A number of University of Indonesia (UI) graduates who are part of the 98 UI Big Family group said they wanted to remind the public of "the humanity destruction, the injustice and the under-development of people that took place during Soeharto's presidency and were results of his dictatorship".
The organization said in a written statement: "The coverage on his illness has been intentionally aimed at making the public forgive Soeharto and blinding them to his past mistakes".
Soeharto's family lawyer Juan Felix Tampubolon told the Post that during his several visits to the hospital, he had not heard Soeharto's family complain about the excessive media coverage.
Ignatius said other patients and their relatives who visited Pertamina Hospital could be disturbed by dozens of journalists overcrowding the building's main entrance every day over the past two weeks.
He said journalists "should know their place and not disturb the medical service provider's activities".
But one visitor to the hospital said he had "no problem" with journalists being at the hospital around the clock and said they seemed aware of hospital policies and rules.
"As a matter of fact, we (visitors) have a unique view with the journalists' activities here," Kemang resident Sugiono said.
Sugiono's family member was taken to hospital the same week as Soeharto.
"This is not something we can see every day," he said. (wda/uwi)
New Straits Times (Malaysia) Friday, January 18, 2008
Still in the minds, hearts of people
AS former president Suharto lies dying at the Pertamina Hospital here, he continues to stir the people with the deepest of emotions.

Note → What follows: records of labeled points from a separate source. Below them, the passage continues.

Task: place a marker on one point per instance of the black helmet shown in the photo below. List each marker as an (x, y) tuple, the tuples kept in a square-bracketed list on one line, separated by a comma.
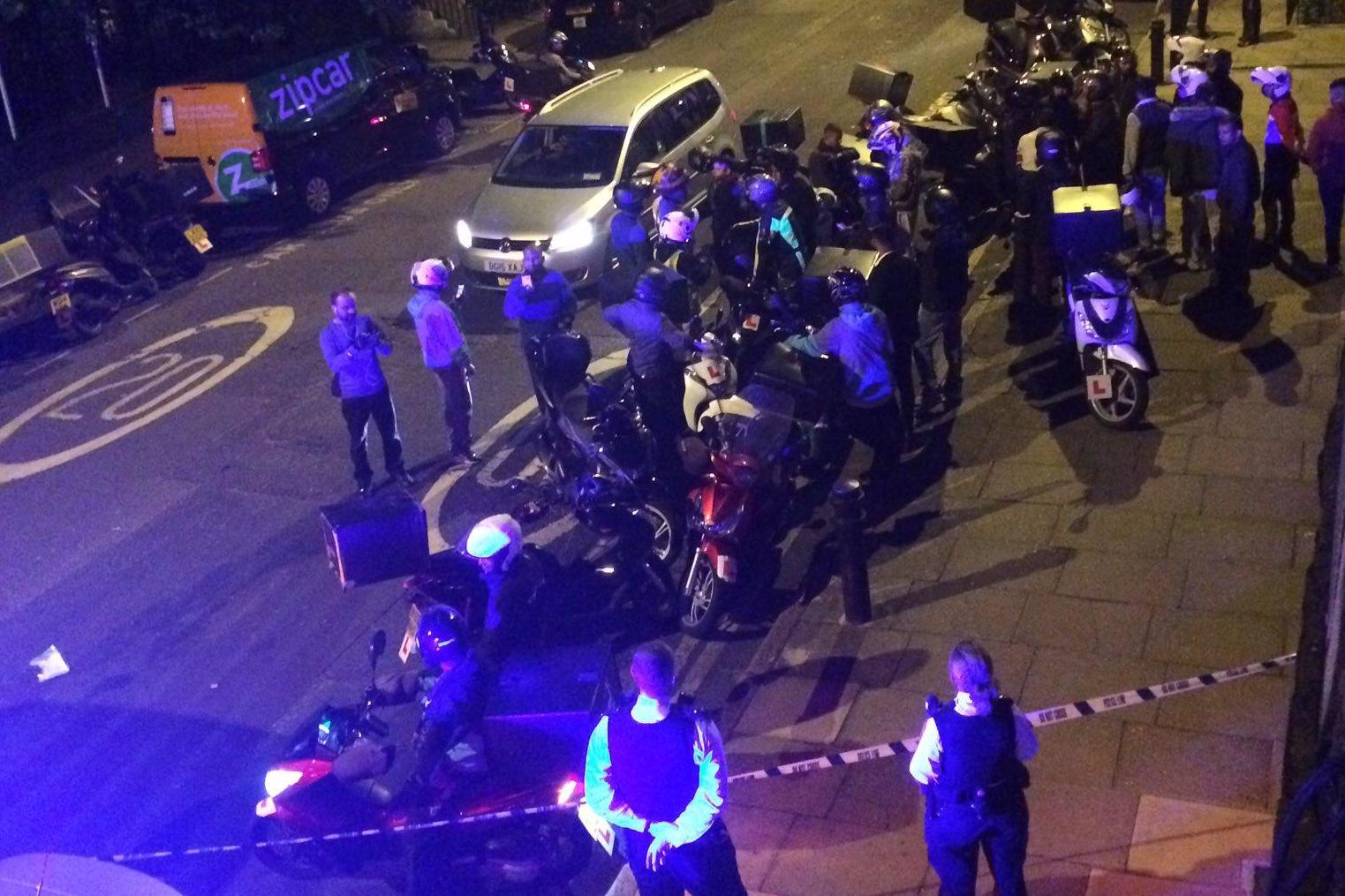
[(846, 284), (1051, 144), (599, 505), (653, 285), (941, 206), (630, 197), (440, 634)]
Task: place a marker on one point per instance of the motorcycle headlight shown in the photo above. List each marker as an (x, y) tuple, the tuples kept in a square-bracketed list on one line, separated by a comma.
[(280, 779), (578, 236)]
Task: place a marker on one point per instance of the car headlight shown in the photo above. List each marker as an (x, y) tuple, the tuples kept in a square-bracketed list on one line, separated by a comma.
[(280, 779), (578, 236)]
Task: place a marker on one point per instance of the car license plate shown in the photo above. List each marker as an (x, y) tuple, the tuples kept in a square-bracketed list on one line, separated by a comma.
[(197, 237), (506, 265)]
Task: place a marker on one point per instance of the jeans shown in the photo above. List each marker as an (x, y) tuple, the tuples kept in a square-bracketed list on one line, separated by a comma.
[(939, 328), (357, 413), (1152, 210), (1334, 203), (1251, 20), (956, 837), (457, 405), (1278, 195), (705, 867)]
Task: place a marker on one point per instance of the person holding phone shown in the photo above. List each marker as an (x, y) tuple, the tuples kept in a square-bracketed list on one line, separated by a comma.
[(538, 299)]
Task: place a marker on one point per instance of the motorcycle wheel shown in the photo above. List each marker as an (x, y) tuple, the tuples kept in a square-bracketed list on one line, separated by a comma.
[(301, 862), (666, 526), (704, 598), (566, 849), (1129, 398), (92, 308)]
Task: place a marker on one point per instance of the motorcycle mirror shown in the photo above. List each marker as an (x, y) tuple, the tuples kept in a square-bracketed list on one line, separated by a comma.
[(377, 644)]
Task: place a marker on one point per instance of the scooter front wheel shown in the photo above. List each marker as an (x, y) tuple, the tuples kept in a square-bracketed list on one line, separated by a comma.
[(1129, 401), (704, 598)]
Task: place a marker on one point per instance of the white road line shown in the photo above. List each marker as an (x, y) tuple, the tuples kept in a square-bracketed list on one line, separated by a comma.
[(215, 276), (141, 313), (49, 361)]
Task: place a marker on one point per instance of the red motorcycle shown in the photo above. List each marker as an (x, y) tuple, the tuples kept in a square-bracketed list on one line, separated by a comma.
[(326, 785)]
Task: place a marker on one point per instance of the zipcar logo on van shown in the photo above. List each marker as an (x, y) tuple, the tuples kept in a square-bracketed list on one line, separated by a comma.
[(306, 89)]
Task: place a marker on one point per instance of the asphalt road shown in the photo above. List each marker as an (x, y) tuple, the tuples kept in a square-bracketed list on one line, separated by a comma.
[(159, 486)]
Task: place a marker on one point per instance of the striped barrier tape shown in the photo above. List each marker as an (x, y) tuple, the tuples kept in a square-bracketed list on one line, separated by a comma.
[(1039, 719)]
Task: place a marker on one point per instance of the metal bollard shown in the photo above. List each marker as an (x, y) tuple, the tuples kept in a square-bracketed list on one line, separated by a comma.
[(848, 505), (1157, 67)]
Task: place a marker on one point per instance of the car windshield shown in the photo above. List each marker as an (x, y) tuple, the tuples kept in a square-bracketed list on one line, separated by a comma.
[(561, 156)]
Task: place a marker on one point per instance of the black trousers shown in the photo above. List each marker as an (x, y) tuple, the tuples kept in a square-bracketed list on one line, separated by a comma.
[(956, 837), (357, 413), (1251, 20), (1278, 195), (707, 867)]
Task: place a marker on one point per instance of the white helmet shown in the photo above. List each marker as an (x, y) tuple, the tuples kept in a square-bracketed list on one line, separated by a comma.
[(1274, 82), (678, 226), (432, 272), (1188, 79), (495, 534)]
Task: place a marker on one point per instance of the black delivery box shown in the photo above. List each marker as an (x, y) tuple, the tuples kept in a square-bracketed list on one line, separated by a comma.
[(372, 539), (767, 128), (869, 82), (987, 11)]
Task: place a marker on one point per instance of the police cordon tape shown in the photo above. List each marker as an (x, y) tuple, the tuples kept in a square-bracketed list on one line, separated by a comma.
[(1039, 719)]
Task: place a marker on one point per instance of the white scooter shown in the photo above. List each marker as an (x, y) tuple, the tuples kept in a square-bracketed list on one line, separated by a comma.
[(1103, 319)]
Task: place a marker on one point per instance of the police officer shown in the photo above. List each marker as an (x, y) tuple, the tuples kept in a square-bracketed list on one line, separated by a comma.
[(627, 244), (658, 351), (970, 765), (859, 339), (655, 772), (541, 300)]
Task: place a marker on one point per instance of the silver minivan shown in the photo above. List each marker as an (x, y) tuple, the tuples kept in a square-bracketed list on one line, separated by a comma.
[(553, 187)]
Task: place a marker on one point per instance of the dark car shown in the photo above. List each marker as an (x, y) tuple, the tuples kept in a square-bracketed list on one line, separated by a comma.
[(622, 23), (298, 133)]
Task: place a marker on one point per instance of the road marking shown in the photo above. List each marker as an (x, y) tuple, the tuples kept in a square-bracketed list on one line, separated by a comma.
[(48, 362), (275, 320), (140, 313), (434, 500), (215, 276)]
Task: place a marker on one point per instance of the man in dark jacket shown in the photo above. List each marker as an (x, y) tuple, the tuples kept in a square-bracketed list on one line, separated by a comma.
[(1239, 189), (1145, 169), (1192, 158)]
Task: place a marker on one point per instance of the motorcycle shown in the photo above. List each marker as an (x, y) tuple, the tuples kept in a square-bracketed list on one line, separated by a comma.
[(324, 785), (1102, 316), (586, 429), (140, 226), (43, 285)]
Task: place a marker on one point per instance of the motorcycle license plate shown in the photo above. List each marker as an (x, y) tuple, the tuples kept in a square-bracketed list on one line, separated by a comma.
[(409, 644), (504, 267), (597, 828), (1099, 387), (197, 237)]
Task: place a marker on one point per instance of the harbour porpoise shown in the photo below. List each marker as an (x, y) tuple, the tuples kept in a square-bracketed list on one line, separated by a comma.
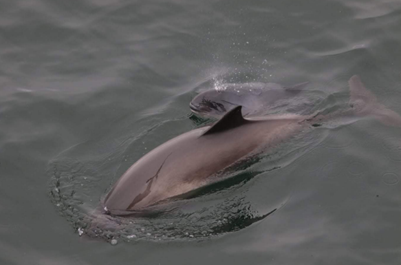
[(254, 98), (194, 159)]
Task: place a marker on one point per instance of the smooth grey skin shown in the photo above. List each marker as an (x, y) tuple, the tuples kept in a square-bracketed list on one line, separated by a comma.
[(192, 159), (253, 97)]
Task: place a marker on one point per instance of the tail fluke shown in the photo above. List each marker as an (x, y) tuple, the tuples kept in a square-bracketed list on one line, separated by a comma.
[(365, 103)]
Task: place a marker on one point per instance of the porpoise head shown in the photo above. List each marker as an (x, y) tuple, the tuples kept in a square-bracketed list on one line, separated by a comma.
[(253, 97)]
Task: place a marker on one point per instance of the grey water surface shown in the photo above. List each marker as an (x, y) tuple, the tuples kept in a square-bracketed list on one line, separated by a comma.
[(88, 87)]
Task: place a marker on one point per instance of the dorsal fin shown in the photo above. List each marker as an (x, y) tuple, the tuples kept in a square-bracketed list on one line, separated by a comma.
[(232, 119)]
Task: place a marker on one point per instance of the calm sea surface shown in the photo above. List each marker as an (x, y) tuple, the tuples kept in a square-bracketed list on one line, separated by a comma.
[(88, 87)]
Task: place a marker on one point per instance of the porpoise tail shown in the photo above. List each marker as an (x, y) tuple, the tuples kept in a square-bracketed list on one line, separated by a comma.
[(365, 103)]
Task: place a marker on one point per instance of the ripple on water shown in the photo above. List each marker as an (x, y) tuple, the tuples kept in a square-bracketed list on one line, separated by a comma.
[(79, 181), (390, 178)]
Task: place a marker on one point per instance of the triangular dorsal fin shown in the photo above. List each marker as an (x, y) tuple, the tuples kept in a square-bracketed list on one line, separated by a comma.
[(297, 87), (232, 119)]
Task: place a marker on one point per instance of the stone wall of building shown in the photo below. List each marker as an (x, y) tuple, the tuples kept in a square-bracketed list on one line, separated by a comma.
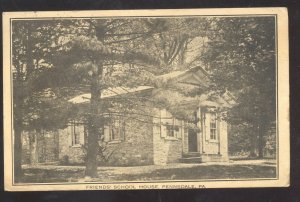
[(166, 149), (135, 149), (39, 147), (69, 153)]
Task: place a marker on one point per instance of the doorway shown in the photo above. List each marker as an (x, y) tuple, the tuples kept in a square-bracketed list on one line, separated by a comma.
[(192, 140)]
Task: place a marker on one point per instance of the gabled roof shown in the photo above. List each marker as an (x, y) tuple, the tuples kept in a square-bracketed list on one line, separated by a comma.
[(110, 92), (195, 76)]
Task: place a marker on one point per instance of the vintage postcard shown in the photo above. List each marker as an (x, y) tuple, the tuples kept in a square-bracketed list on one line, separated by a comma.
[(146, 99)]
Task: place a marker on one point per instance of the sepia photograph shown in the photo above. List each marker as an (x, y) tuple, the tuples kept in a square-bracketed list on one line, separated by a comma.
[(153, 99)]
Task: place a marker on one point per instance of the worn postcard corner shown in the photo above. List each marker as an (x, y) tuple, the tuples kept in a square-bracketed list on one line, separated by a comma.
[(147, 99)]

From adoration to revulsion, people pray for his recovery even as victims of his regime protest on the streets.
With his condition fast deteriorating, former student activists, who ousted him in 1998, threatened to descend on the hospital by the thousands to demand justice for his alleged human rights abuses, that have killed hundreds of thousands.
"We want to surround Pertamina Hospital. We want to ensure that Suharto is brought to justice for all who died during his rule," former student leader Adian Napitupulu told the New Straits Times on Wednesday.

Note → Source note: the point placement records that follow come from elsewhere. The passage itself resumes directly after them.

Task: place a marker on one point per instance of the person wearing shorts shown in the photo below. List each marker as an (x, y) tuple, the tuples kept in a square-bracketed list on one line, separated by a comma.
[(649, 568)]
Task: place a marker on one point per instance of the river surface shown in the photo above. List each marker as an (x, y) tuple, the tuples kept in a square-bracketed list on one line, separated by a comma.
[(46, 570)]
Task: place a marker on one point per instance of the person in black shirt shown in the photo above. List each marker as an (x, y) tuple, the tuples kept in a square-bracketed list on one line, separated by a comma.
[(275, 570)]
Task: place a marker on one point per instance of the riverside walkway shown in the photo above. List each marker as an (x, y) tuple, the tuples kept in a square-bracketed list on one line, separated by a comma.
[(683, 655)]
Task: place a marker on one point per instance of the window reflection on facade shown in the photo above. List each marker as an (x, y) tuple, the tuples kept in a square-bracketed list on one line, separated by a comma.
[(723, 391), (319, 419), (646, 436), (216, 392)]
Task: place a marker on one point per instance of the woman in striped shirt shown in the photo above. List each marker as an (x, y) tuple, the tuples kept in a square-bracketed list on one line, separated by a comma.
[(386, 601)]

Adian was one of the student leaders who led thousands in street protests that toppled Suharto.
"To date, we have gathered 800 people and more are coming from greater Jakarta and West Java. We expect thousands," said Adian.
On the other hand, people are gathering in villages and provinces to pray for his recovery.
"I have been praying for Suharto to get well. I like Suharto very much. He did a lot for my village," said 35-year-old domestic worker Sumirah.
Suharto led the country with an iron fist for 32 years and is the longest-serving leader in Asia.
Suharto brought rapid development to the country, lifting millions from a life of poverty.
At the same time, he is accused of gross human rights abuses and amassing US$45 billion (RM147 trillion) in corrupt money.
Human rights groups accuse Suharto of overseeing an anti-communist purge that killed between 500,000 and a million people, including the ethnic Chinese minority, when he came to power in 1965.
This was followed by the death of 200,000 when Indonesia invaded and annexed Timor Leste in 1975 and thousands more during his regime's crackdown on dissent.
Suharto is suffering from multiple organ failure and has developed sepsis, a life-threatening blood infection. He is unconscious and on a ventilator.
A former minister pleaded with the public to leave Suharto alone.
"I wish they would leave Suharto and his family alone so they can care for their father in his last days," former environment minister Sarwono Kusumaatmadja told the NST.
"These reformists only have the moral right to judge Suharto's reign if they have something positive to contribute to the country. But what have they done, except make a mess of things," Sarwono added.